Frequently Asked Questions
Do you need a prescription for Pink Eye drops?
Yes, generally, a doctor’s prescription is needed to buy eye drops for Pink Eyes.
However, over-the-counter medications such as artificial tears are also available to treat the condition.
But, their effectiveness can not be guaranteed as these OTC products are not FDA-approved.
What are the prescription eye drops used for Pink Eye?
Antibiotics or antiviral eye drops are frequently prescribed for treating Pink Eye, depending on the underlying cause of the infection.

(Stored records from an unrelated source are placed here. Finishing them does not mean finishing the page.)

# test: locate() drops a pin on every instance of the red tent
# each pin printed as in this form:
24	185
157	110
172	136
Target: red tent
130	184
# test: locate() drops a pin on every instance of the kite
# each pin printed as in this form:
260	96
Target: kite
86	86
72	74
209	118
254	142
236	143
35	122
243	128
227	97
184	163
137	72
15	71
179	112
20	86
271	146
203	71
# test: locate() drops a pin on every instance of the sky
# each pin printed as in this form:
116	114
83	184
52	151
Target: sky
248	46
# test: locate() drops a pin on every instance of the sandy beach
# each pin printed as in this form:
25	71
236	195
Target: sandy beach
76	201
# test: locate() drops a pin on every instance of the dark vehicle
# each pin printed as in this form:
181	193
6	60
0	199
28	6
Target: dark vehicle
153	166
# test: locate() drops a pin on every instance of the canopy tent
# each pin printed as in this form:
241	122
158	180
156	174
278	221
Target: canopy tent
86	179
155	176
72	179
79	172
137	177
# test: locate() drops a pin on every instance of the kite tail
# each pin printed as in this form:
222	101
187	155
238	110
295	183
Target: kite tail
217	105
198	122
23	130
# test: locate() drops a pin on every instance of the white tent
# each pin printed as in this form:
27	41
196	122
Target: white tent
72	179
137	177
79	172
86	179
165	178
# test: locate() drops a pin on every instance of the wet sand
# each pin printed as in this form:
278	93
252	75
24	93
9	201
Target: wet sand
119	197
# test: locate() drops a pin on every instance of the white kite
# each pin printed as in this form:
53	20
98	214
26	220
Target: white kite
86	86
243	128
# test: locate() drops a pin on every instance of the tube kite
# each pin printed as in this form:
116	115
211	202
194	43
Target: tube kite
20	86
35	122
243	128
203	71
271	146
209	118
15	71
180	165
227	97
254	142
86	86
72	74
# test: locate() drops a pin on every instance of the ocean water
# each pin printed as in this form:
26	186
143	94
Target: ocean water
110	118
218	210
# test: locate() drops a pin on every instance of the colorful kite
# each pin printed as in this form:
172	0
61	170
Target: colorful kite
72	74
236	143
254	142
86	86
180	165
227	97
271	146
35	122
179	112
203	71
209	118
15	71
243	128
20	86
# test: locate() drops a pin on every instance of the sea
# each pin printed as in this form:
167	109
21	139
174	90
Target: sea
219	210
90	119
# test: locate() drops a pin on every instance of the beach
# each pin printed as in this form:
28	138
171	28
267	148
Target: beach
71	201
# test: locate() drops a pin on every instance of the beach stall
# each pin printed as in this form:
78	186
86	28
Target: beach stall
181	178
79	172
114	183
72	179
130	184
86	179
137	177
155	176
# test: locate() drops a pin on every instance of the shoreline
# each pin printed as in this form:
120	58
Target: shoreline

Ciprofloxacin, Tobramycin, and Azithromycin are frequently used antibiotics for Pink Eye.
For relieving Pink Eye symptoms, how frequently should I use prescription eye drops?
Your doctor will determine how often you should use the prescribed eye drop for Pink Eye, depending upon your condition.
You should take them as directed by your doctor, which may vary from using several times a day or every few hours.
Do prescription eye drops have any possible side effects when used for Pink Eye?
Depending on the medication type, side effects might differ.
Temporary stinging, burning, or impaired vision are common side effects of eye drops used for Pink Eye.
Reach out to your doctor immediately if any severe side effects occur.
Can I combine prescription eye drops for Pink Eye with over-the-counter (OTC) eye drops?
Before combining over-the-counter and prescription eye drops, it is recommended to speak with your doctor.
Some over-the-counter eye drops may affect the working of the prescription eye drops, thus worsening your condition.